Ledvin fronça un sourcil.
— Reprenez le récit dès le début. À quel moment la substitution a-t-elle eu lieu ?
— Le matin du 18 juillet. Le lendemain du jour où l'appartement fut saccagé. J'ai découvert là l'homme dans un triste état, une pauvre figure, vraiment...
— Faites-moi l'économie des détails : des faits, rien que des faits.
— Je me suis introduit dans l'appartement d'autant plus facilement que le verrou avait rendu l'âme. Depuis la fenêtre du salon, je l'ai vu sortir d'un café, entendu entrer dans le bloc, monter au deuxième étage. La rencontre au sommet a eu lieu sur le seuil. Il était bouleversé. Le contact fut difficile à établir. Imaginez-vous rentrer chez vous, découvrir un inconnu dans le couloir de l'étage, une liasse d'heures après le ratissage de votre logement, la disparition de votre famille, et la perte de vos papiers. Si l'on ajoute que l'inconnu en question présente une certaine ressemblance physique... Il m'a fallu le rassurer, lui expliquer la situation. Inutile de vous dire qu'il ne me crut pas. Au moins comprit-il que j'étais là pour l'aider. Nous avons échangé nos vêtements, j'ai usurpé son identité, et je ne l'ai plus quittée jusqu'à ce matin. Les tueurs qui le filaient m'ont aussitôt pris en chasse, et nos services sont venus récupérer Lilnorth en début d'après-midi.
— Et ensuite ?
— Ensuite ? Ce serait un peu long à raconter.
— Ce n'est pas grave. Allez-y.
Dès lors, Alexander n'omit rien. Il raconta comment il avait aiguillé les tueurs vers l'hôtel de Tania et d'Ella. Il n'était pas parvenu à les faire se rencontrer comme il l'avait espéré, car les trois croque-morts avaient failli l'avoir dans cette course vers le Nord-Est parisien. Après un instant de flottement bien compréhensible, il s'était adapté aux circonstances en s'enfuyant avec Granyt à bord de son véhicule. la réussite avait alors souri, puisque les filles de Loogel les avaient pris en filature.
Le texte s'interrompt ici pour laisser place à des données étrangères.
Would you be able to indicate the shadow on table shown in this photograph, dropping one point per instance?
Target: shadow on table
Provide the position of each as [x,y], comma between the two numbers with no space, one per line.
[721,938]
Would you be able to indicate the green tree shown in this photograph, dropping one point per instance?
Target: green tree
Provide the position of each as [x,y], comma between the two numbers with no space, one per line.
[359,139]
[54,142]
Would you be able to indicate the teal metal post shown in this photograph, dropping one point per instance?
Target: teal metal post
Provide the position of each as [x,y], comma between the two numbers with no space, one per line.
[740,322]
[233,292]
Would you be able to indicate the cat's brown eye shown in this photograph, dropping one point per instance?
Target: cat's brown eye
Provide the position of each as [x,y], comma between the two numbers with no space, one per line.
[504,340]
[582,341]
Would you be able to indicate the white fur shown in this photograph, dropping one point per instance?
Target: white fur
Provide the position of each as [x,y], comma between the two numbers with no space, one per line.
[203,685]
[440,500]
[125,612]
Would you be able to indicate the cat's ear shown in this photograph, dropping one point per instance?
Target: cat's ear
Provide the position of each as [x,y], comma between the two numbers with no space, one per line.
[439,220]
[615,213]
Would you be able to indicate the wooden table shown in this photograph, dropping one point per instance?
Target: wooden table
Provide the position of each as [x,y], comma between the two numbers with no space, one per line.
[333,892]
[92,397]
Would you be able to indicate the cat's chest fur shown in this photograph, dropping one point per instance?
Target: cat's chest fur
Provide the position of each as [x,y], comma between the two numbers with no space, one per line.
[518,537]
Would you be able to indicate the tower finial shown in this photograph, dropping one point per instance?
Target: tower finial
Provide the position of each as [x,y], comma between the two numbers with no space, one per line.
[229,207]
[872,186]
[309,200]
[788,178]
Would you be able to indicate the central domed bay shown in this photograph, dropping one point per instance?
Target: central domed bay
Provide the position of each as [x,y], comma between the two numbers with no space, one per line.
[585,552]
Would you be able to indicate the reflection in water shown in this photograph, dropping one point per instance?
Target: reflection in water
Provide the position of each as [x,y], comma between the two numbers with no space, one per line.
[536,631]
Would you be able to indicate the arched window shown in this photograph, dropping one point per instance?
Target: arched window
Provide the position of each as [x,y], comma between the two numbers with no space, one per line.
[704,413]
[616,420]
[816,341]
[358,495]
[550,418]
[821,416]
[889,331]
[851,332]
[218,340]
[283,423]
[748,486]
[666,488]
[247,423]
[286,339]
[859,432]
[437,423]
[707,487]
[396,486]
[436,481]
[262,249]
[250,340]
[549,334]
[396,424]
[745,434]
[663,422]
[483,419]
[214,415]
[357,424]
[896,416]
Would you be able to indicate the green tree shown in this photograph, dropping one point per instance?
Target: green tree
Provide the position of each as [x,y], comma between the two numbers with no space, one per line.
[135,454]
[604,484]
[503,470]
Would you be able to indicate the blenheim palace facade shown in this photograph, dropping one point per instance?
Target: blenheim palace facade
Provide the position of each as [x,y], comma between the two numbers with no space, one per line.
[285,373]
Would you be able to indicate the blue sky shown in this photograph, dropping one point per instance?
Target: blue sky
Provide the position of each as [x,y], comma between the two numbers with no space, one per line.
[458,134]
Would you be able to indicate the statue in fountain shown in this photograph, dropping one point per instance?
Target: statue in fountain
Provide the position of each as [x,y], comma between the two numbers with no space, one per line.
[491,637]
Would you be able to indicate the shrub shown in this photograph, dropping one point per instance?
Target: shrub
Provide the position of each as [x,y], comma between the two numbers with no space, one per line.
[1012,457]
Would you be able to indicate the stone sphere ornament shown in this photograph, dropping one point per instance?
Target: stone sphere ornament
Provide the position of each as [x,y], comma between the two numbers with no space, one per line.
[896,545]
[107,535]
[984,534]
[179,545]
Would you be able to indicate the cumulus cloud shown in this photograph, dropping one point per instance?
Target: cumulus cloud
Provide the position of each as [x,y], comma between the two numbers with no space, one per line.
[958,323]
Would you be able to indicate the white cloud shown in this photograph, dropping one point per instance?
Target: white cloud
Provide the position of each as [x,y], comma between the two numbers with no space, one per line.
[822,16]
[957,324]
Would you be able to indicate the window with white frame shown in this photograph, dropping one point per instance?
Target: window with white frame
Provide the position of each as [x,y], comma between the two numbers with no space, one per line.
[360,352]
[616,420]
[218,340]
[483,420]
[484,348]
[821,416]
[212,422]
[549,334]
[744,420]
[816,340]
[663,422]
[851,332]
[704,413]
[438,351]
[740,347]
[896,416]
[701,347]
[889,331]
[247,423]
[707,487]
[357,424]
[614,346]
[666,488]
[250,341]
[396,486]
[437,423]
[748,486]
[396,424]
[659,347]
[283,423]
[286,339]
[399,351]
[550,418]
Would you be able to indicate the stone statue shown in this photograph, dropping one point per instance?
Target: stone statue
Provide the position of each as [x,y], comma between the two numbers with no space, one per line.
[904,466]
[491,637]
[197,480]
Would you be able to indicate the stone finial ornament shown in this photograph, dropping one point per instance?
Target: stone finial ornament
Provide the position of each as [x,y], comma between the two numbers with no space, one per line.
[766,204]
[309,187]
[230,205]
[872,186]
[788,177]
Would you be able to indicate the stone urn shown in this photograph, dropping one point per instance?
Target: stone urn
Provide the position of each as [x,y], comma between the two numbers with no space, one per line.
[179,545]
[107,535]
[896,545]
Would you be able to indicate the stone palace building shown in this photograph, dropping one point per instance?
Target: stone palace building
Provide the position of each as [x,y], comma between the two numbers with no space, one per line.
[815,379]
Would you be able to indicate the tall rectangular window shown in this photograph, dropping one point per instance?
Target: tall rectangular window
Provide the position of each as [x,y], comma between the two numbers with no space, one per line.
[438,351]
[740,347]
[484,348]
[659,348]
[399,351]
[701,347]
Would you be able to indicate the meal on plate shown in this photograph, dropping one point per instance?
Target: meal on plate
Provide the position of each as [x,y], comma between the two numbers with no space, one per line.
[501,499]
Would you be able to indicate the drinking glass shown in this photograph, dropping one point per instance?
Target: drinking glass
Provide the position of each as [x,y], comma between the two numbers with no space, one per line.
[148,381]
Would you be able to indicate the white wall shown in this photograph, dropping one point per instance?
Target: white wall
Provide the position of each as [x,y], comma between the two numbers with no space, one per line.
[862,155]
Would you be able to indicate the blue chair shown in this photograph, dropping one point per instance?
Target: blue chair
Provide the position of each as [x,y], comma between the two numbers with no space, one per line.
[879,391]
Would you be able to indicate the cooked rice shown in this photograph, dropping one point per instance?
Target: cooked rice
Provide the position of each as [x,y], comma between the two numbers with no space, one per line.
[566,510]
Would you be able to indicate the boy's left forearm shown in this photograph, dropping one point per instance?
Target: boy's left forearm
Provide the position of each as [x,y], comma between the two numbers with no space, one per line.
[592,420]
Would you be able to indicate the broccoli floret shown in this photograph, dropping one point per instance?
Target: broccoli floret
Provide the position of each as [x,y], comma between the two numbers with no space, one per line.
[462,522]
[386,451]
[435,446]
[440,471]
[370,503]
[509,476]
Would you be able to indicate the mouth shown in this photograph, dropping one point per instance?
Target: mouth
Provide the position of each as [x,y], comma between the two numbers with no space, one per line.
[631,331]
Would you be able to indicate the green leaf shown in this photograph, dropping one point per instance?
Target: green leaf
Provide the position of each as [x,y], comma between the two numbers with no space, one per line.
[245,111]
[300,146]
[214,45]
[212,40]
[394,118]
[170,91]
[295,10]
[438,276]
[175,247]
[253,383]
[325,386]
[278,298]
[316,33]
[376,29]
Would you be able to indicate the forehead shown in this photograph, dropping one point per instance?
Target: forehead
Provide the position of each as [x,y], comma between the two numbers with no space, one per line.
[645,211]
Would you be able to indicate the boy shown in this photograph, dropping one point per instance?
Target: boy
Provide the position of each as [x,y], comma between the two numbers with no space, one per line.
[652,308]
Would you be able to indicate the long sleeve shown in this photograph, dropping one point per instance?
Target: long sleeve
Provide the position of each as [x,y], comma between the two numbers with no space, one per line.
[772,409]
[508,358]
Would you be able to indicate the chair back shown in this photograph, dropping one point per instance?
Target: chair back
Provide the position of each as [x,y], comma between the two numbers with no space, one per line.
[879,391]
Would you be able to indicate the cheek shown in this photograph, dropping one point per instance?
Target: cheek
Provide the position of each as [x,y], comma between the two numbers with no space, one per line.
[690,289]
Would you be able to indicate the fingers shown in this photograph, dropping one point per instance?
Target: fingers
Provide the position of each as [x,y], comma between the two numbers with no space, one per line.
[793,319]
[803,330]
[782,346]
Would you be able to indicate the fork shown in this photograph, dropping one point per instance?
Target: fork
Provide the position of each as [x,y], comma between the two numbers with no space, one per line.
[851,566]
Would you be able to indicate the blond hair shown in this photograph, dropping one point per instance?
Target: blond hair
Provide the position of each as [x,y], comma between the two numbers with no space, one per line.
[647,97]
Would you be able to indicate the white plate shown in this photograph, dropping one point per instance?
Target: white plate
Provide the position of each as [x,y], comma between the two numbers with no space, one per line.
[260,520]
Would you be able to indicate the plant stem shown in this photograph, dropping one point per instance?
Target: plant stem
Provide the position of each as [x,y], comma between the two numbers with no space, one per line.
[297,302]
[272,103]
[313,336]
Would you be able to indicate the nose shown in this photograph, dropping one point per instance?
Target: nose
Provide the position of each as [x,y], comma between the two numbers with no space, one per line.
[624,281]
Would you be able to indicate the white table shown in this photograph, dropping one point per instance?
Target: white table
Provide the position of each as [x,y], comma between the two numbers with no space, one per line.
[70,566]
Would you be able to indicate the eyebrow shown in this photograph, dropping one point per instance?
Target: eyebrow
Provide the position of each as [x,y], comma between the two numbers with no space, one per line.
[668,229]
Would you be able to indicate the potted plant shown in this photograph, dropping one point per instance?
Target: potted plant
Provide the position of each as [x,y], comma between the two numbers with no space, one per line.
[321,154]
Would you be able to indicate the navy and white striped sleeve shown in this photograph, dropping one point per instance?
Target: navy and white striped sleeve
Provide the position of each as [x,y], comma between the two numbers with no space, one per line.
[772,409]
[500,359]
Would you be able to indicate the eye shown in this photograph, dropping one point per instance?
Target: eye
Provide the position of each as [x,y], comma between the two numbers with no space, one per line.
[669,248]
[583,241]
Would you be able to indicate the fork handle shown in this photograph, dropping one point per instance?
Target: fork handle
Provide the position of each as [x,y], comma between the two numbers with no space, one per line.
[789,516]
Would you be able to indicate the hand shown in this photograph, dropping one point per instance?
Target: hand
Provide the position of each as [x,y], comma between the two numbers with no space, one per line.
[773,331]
Evidemment, ce Granyt l'avait payé de sa vie aussi sûrement que si on lui avait appliqué un revolver sur la tempe...
Il raconta Munich. Il raconta la mort de Tania. Il raconta le retour sur Paris. Il raconta l'épilogue sanglant.
— Sachez, Sir, que malgré mon expérience, l'angoisse a souvent été ma voisine de palier ces derniers jours.
Ledvin secoua le chef d'un air entendu, se rengorgeant.
— Très bien, Alexander, très bien. Je vais maintenant éclairer votre lanterne.